Baselines: models without tools

Mode	Single-factor (IoU)	Combined-factors (IoU)	Failures
Claude Sonnet (direct API)	0.65	0.25	0%
Gemini Flash (direct API)	0.62	0.50	2%
Claude Code harness (baseline)	0.58	0.19	1%

Grounding DINO: good candidates, bad ranking

Grounding DINO is a specialized open-vocabulary object detector. Given an image and a text query, it returns bounding box candidates ranked by confidence. It’s available on Replicate

Results: on its own, DINO underperformed the LLM baselines:

Mode	Single-factor (IoU)	Combined-factors (IoU)	Failures
Claude Code harness (baseline)	0.58	0.19	1%
Grounding DINO (top-1)	0.53	0.18	0%

But the issue is ranking, not detection. Looking at DINO’s top-5 candidates, the correct bounding box is in there ~84% of the time. The problem: DINO’s confidence score doesn’t reliably surface the best match.

DINO selecting the wrong shape

The skill: closing the agent loop

DINO and Claude Code had non-overlapping failure modes:

Claude Code is good at spatial reasoning but cannot draw a bounding box
DINO identifies precise bounding boxes but can’t reason about which one is the expected one.

The skill closes the loop:

It calls Grounding DINO which output its top 5 predictions
The 5 bounding boxes are drawn on top of the image
Claude Code picks one candidate from overlay image

Results

Mode	Single-factor (IoU)	Combined-factors (IoU)	Failures
Claude Code harness (baseline)	0.58	0.19	1%
Grounding DINO (top-1)	0.53	0.18	0%
Harness + skill	0.82	0.35	0%

SAM-3: precise when it answers

SAM-3 segments the image into regions and matches them to the prompt.

Results:

When SAM returns a result, it is remarkably precise.
But in 21% of cases SAM returned no masks at all. The model didn’t produce any segmentation for the query.

Mode	Single-factor (IoU)	Combined-factors (IoU)	Failure rate
SAM-3 (when it answers)	0.97	0.95	—
SAM-3 (overall)	0.79	0.70	21%
Harness + skill	0.82	0.35	0%

SAM-3 failure cases with expected bounding boxes

SAM-3 failure modes: SAM-3 fails mostly

When there is low contrast which distorts the “colors” and
When it is supposed to detect a shape of “lime” color.

Hypothesis: failures might be resolved through better prompting, as SAM-3 is probably able to detect the expected shapes but may fail to match some colors in the prompt with the corresponding color in the image.

What to keep in mind

The object-selection problem is similar to the letter-counting one. LLMs can be great at the semantic level but fail at operating on the details (of words or images). And tools are here to the rescue.

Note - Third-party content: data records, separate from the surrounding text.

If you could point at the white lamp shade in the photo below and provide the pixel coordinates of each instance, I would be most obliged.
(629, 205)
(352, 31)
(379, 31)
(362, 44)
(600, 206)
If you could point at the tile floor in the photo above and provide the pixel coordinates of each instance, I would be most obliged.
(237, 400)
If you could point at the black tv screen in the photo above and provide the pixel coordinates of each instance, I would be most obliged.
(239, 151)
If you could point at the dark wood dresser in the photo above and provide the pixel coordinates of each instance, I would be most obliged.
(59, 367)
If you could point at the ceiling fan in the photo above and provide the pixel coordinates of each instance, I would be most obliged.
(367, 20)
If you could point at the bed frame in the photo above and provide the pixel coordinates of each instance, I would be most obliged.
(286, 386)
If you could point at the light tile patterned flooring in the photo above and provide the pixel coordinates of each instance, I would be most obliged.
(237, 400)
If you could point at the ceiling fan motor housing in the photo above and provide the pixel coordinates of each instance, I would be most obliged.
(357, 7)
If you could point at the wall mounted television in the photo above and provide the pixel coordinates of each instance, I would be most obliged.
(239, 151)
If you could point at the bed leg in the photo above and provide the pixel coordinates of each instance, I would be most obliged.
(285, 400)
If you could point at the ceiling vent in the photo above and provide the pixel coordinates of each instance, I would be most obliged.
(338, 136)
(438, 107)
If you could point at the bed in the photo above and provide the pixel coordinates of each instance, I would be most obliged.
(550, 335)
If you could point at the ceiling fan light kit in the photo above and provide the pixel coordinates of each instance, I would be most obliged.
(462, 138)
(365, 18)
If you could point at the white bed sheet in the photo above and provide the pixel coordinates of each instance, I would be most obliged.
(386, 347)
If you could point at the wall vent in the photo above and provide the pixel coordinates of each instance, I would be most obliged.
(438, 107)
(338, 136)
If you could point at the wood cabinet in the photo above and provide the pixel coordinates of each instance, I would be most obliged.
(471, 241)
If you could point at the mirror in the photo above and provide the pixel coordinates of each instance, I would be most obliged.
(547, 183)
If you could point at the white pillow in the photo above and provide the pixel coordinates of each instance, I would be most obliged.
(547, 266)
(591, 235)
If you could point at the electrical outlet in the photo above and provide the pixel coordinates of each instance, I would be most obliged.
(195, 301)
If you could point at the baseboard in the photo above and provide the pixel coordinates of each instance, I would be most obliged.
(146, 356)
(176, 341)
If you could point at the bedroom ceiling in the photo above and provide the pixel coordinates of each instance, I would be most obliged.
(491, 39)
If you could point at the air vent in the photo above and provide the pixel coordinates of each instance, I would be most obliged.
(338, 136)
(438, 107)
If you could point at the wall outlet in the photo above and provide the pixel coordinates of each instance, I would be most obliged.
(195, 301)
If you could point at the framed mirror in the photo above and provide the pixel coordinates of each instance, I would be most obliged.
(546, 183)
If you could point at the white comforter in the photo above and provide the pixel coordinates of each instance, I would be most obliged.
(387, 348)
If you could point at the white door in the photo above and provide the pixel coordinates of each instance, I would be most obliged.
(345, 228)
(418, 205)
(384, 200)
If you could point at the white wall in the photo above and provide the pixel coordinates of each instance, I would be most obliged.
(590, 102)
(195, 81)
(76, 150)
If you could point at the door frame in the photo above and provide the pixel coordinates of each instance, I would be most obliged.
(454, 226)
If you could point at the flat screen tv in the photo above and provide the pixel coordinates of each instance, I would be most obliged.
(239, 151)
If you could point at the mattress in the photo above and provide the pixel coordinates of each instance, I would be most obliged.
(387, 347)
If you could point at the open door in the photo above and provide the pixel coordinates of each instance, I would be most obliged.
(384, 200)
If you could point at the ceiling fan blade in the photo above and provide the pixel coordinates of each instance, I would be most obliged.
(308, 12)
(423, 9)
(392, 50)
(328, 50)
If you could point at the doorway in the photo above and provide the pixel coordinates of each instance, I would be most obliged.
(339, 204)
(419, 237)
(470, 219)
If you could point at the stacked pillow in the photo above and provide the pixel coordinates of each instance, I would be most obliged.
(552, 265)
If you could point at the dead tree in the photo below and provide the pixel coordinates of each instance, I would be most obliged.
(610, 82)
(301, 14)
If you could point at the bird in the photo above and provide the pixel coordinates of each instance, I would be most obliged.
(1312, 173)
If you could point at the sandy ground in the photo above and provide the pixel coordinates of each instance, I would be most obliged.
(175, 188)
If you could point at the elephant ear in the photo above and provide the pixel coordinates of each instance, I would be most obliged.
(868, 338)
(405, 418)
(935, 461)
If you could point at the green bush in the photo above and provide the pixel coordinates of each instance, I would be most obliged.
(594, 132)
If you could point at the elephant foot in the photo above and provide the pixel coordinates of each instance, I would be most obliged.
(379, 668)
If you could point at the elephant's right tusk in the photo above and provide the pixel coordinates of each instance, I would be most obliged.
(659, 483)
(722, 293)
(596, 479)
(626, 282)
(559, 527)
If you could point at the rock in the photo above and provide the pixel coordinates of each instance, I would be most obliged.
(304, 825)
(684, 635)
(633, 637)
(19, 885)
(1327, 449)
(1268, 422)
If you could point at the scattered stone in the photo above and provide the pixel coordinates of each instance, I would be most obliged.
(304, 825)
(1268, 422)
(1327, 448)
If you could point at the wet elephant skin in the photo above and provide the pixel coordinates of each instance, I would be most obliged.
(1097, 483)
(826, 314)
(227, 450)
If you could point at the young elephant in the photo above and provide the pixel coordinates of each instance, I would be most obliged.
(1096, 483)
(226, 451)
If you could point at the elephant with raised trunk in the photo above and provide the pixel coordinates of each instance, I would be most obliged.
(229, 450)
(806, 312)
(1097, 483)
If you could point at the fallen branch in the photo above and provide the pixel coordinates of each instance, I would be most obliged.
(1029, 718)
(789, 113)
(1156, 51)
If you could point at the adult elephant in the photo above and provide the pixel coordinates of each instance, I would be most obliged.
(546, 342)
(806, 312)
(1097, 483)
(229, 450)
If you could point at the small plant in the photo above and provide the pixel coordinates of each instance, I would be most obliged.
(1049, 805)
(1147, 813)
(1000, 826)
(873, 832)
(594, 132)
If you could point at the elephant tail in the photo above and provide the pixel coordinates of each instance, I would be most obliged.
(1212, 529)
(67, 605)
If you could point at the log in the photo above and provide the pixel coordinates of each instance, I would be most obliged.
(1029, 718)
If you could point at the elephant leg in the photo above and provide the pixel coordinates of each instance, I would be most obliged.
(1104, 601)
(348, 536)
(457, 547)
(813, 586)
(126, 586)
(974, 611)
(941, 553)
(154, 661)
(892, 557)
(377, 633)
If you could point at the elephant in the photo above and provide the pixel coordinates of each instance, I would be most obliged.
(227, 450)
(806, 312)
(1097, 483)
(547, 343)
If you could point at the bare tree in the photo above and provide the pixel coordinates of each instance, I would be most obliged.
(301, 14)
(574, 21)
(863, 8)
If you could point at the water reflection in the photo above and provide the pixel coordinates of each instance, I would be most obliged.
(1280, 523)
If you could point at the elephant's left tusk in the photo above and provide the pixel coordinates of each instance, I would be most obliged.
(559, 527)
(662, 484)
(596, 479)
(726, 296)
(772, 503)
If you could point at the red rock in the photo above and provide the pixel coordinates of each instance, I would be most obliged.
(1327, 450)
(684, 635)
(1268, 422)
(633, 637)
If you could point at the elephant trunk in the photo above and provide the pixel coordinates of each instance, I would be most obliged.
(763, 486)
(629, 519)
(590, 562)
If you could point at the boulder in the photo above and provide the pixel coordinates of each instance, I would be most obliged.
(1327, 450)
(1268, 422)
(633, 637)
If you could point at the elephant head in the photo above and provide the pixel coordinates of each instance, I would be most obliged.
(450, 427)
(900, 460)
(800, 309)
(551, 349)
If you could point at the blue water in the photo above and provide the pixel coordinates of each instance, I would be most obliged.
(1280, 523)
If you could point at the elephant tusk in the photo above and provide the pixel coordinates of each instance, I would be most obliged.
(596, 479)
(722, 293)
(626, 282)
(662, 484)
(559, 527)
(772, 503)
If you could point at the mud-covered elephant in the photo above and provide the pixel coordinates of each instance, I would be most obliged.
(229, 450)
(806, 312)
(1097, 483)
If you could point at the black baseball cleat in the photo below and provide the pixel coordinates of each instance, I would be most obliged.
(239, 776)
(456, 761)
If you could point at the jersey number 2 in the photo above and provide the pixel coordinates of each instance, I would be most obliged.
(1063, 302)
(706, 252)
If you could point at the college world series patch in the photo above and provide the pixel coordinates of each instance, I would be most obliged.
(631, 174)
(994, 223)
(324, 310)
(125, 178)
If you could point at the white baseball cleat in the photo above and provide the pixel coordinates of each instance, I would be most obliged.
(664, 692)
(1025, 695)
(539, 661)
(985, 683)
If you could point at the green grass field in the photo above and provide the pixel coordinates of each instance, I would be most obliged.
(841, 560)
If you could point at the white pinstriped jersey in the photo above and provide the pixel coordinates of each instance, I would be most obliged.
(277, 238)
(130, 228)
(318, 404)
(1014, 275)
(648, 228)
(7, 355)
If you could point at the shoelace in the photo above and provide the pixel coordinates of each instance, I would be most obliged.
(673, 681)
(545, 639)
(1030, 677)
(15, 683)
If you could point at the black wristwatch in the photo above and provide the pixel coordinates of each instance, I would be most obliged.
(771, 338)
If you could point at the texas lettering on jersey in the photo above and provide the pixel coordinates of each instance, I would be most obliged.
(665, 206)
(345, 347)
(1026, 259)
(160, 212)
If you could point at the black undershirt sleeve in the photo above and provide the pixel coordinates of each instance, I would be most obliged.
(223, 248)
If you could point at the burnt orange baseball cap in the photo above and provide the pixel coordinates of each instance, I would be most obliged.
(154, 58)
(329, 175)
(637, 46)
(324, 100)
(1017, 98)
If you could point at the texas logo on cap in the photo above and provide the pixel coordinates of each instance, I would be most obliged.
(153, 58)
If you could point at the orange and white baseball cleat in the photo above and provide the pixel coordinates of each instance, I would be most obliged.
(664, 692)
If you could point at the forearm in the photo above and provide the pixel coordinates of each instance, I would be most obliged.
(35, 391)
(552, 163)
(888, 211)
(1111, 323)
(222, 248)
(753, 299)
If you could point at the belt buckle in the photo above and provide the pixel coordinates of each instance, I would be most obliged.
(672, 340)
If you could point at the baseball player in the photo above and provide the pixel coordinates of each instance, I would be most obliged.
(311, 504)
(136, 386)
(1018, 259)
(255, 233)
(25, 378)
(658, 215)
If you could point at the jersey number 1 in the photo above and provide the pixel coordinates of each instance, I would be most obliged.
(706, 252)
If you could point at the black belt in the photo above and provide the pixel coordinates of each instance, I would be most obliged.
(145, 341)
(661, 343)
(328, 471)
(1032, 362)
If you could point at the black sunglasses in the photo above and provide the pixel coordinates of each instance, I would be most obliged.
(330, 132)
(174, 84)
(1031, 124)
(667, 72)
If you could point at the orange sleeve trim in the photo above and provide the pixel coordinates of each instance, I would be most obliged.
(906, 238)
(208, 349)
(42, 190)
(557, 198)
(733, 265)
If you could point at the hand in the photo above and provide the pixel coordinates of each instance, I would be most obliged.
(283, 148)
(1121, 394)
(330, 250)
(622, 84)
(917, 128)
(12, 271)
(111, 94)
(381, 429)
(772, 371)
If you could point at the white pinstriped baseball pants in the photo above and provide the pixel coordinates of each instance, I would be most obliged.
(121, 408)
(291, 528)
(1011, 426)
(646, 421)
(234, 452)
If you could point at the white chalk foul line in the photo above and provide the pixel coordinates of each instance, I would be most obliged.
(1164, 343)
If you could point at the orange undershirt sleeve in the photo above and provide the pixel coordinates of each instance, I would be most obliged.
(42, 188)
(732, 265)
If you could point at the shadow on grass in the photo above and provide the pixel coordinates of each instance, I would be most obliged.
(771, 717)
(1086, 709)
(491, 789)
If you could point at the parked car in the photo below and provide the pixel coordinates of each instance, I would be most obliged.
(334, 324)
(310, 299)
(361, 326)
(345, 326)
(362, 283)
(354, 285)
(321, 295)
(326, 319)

Will multimodal models get better at localization natively?
1- Gemini Flash 3.0 already showed solid localization capabilities in this eval. I did not test Gemini 3.1, but if it keeps getting better, the common case gets absorbed into native capabilities. Specialized detectors like DINO or SAM get pushed toward edge cases.
2- If object selection remains a weak spot, interfacing LLMs with SAM-3 or other small image models will keep making sense.